In summary, during the first stages of incubation Enterobacteriaceae and Fusobacterium species dominated the microbial community. These primary colonisers share many characteristics such as a fast onset of growth at a neutral pH optimum, oxygen tolerance, adhesive properties, bacteriocin production and a proteolytic and saccharolytic catabolism, mostly directed towards oligosaccharide degradation (Tables S3S7). We therefore hypothesise that these primary colonisers grow well on the supplemented protein rich, carbohydrate-low medium. This is also reflected by their decreased abundance over time, probably due to depletion of the carbohydrate-low medium in combination with acidification. During a second stage of fermentation, characterised by a spike in SCFA production and endo-1,4-β-xylanase enzyme activity, these pioneer species were succeeded by Bacteroidetes and Firmicutes species, which were primarily thriving on the insoluble wheat bran residue. The enrichment of these taxa, possessing the necessary enzymatic capacity to degrade wheat bran, strongly suggests that the succession, at least on the insoluble wheat bran particles, is driven by the nutritional role of wheat bran, acting as a distinct microbial niche. Both Bacteroides and Prevotella species are tailored to breakdown wheat bran by virtue of their extensive glycolytic genomes enriched in xylanolytic genes, whereas the Firmicutes species are less versatile compared to the Bacteroides species and the capacity to degrade xylan, cellulose, starch, ferulic acid or to cross-feed is more divided across species. This high level of specialisation may explain the co-existence of Firmicutes species with a distinct substrate specificity, in contrast to the manifestation of a sole dominant Bacteroidetes species, resulting from their overlapping glycan degrading capacity, which is in line with the inverse relation between Bacteroides and Prevotella observed by others and the positioning of Bacteroides as glycan degrading generalists [1, 72,73,74,75].

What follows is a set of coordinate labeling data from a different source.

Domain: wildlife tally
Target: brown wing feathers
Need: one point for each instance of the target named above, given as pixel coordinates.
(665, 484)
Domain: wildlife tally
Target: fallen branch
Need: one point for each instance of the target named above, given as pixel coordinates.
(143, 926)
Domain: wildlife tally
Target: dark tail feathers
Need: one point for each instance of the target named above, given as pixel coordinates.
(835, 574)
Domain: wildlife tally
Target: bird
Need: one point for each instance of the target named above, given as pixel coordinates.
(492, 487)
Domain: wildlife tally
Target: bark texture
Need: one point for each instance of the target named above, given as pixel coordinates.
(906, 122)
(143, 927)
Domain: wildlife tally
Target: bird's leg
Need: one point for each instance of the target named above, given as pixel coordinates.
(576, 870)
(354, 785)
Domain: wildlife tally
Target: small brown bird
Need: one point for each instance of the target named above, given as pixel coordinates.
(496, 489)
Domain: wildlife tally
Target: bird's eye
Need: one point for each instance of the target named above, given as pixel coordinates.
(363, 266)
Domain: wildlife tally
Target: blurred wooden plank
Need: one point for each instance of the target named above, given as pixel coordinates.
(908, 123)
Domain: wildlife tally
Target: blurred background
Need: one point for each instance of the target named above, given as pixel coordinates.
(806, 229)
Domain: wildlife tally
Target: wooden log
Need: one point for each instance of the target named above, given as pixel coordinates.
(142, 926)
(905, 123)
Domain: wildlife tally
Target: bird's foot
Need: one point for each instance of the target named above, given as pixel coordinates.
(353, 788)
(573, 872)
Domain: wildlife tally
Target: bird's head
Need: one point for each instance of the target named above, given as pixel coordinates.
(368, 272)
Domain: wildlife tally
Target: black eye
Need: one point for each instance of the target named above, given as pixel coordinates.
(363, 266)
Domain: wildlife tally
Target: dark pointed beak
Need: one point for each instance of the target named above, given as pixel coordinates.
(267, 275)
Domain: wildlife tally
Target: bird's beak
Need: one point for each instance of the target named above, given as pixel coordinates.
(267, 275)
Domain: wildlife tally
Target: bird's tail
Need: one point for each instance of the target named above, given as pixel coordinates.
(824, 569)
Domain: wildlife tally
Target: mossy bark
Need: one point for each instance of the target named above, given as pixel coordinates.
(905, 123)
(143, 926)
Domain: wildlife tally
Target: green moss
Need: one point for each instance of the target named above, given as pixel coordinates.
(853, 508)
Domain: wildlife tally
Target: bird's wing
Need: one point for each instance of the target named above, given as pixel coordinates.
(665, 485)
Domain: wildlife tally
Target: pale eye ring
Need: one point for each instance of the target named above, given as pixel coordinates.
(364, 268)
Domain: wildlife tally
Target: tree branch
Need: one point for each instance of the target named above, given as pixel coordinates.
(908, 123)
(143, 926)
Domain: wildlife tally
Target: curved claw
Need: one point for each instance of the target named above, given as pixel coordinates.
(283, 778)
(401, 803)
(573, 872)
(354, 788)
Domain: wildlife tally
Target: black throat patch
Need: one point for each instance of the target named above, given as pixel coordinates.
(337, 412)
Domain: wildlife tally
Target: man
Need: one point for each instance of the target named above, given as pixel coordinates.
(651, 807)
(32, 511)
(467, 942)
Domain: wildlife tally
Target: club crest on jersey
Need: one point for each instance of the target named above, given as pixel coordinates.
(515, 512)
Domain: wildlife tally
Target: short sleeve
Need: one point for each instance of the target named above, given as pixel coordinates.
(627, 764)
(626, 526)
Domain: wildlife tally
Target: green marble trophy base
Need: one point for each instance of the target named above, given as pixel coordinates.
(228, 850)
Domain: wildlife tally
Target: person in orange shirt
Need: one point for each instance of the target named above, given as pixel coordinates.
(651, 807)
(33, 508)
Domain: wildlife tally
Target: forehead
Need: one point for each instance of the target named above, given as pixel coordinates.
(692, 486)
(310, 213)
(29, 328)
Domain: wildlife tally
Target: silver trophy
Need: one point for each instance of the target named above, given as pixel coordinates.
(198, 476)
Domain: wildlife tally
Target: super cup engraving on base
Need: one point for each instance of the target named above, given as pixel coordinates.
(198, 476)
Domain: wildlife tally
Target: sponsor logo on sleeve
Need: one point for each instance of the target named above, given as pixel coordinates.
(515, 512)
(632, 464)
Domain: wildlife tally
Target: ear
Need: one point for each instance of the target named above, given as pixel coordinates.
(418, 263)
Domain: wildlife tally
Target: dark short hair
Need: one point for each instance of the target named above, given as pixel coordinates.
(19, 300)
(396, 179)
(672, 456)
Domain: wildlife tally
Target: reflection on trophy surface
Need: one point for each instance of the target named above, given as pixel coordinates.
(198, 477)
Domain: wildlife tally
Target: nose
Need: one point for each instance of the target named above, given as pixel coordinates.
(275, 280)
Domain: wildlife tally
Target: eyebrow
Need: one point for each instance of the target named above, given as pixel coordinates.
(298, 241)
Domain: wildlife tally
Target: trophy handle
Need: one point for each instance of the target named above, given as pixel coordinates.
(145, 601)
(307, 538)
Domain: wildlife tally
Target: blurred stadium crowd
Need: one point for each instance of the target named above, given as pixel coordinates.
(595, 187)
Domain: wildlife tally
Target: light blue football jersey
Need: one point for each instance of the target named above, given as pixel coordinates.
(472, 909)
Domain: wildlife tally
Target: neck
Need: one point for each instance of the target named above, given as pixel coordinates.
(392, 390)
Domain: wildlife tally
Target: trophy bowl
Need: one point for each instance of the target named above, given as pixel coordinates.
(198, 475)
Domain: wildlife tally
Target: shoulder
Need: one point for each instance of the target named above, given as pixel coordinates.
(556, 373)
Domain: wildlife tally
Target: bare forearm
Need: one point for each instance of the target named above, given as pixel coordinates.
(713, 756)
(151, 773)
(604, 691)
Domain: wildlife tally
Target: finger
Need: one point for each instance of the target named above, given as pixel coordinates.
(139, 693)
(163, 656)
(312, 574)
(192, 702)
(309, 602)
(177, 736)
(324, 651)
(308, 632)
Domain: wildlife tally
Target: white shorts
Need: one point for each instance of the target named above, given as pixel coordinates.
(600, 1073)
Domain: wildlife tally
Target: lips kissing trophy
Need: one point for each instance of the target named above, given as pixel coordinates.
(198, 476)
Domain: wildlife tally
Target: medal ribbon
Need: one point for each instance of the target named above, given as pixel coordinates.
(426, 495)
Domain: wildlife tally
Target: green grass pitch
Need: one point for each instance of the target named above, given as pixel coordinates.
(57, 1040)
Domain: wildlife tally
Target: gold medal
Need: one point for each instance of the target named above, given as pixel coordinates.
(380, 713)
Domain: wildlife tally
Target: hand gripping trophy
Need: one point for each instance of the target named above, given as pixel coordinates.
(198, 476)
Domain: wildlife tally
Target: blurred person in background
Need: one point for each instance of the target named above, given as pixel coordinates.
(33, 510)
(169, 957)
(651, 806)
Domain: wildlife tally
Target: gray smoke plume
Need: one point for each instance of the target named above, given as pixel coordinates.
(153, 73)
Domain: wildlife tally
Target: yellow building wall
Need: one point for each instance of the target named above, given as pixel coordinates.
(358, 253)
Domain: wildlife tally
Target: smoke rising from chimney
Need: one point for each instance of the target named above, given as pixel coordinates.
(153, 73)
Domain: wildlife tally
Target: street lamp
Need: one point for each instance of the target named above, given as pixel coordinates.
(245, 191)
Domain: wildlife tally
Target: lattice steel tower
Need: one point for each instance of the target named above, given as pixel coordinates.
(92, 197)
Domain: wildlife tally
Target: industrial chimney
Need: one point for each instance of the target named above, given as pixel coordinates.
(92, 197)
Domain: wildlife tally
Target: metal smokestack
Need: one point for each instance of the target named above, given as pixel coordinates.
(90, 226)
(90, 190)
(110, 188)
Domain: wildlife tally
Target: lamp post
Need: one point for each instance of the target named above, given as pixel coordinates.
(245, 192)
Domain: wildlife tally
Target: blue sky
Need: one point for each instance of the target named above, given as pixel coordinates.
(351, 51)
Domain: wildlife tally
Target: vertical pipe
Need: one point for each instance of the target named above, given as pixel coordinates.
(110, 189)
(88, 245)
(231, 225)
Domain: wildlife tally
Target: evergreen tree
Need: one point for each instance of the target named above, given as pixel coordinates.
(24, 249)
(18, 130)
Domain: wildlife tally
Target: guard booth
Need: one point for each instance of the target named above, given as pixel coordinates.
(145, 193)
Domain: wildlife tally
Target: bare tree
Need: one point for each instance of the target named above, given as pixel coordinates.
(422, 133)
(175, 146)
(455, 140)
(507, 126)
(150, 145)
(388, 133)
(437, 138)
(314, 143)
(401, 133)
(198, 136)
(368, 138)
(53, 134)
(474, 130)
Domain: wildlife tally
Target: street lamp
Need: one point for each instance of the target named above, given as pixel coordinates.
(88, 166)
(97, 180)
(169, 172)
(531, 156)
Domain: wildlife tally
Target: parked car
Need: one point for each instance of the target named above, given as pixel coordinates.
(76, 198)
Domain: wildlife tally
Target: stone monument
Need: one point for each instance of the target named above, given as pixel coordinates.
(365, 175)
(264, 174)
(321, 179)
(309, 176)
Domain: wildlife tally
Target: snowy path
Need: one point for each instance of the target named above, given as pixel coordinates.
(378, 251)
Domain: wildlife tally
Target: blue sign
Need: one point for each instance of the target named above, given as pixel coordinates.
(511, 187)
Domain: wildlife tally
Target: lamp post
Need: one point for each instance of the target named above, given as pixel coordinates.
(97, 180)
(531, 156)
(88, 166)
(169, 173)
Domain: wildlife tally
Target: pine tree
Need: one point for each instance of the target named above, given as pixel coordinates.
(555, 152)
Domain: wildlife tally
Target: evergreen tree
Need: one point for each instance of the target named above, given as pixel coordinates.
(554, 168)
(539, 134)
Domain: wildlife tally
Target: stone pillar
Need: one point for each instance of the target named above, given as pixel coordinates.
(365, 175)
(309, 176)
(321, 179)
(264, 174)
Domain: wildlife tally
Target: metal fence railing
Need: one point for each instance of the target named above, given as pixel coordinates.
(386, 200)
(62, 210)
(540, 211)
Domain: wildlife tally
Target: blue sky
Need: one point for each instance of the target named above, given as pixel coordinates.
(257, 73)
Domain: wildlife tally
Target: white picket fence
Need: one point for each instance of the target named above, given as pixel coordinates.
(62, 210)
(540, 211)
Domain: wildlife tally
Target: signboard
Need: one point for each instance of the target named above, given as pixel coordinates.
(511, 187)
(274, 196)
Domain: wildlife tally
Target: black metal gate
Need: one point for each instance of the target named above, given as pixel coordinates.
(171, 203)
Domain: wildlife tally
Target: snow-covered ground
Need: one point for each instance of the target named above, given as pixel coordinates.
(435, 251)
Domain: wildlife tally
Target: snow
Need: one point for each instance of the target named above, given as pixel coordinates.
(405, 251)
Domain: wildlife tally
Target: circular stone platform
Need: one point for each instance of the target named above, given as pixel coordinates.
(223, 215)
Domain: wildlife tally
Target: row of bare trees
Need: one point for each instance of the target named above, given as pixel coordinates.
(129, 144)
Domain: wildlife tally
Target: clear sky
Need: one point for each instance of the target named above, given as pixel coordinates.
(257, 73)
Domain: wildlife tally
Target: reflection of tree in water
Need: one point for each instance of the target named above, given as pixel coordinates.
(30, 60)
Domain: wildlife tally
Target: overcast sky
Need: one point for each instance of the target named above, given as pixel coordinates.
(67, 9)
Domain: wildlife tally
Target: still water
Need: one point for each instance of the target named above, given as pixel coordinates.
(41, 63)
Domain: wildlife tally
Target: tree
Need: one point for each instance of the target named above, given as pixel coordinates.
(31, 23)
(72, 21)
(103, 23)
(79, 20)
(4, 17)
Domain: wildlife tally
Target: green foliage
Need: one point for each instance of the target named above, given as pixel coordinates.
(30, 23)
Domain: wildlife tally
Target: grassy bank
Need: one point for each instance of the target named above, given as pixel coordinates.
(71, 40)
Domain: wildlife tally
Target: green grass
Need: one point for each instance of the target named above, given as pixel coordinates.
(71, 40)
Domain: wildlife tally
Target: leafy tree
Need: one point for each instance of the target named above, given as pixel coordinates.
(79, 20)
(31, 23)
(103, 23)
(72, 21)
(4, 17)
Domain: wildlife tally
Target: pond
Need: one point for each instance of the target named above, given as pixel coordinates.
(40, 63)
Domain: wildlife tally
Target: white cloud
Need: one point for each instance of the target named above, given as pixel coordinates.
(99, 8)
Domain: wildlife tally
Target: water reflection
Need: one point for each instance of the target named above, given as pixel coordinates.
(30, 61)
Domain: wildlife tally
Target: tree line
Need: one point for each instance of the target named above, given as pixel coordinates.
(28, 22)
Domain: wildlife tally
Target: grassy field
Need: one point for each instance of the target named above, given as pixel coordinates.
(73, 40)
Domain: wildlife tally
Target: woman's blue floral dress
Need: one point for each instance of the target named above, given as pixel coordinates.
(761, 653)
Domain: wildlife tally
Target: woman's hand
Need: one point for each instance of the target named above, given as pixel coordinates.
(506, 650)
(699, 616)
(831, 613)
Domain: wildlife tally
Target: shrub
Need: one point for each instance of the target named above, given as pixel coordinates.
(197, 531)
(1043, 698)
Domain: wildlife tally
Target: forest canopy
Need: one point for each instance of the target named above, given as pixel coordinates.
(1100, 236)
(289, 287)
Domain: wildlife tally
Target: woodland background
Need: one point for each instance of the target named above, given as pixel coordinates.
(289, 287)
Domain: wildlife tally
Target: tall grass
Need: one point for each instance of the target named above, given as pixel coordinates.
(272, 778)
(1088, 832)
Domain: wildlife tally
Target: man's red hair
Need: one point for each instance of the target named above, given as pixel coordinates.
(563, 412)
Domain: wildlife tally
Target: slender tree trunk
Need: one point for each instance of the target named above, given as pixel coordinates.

We realise that the presented in vitro experiment and hypotheses are an oversimplification in the face of the continuous dietary influx and changing host conditions challenging the gut bacteria in vivo. The proposed mechanisms for the microbial succession are speculative given the uncertainty of species level classification based on short-length amplicon reads, the scarce literature data for some of the discussed species and consequent extrapolation of growth characteristics and conditions from close relatives, the automated prediction of growth and metabolic features from genomic information and the underrepresentation of some species in databases. Further research is undoubtedly needed. However, this is to our knowledge the first in-depth study of the short-term dynamics of wheat bran fermentation. It offers a very interesting window into the microbial succession and plausible underlying mechanisms, which are indicative of a niche diversification of species targeting different wheat bran constituents.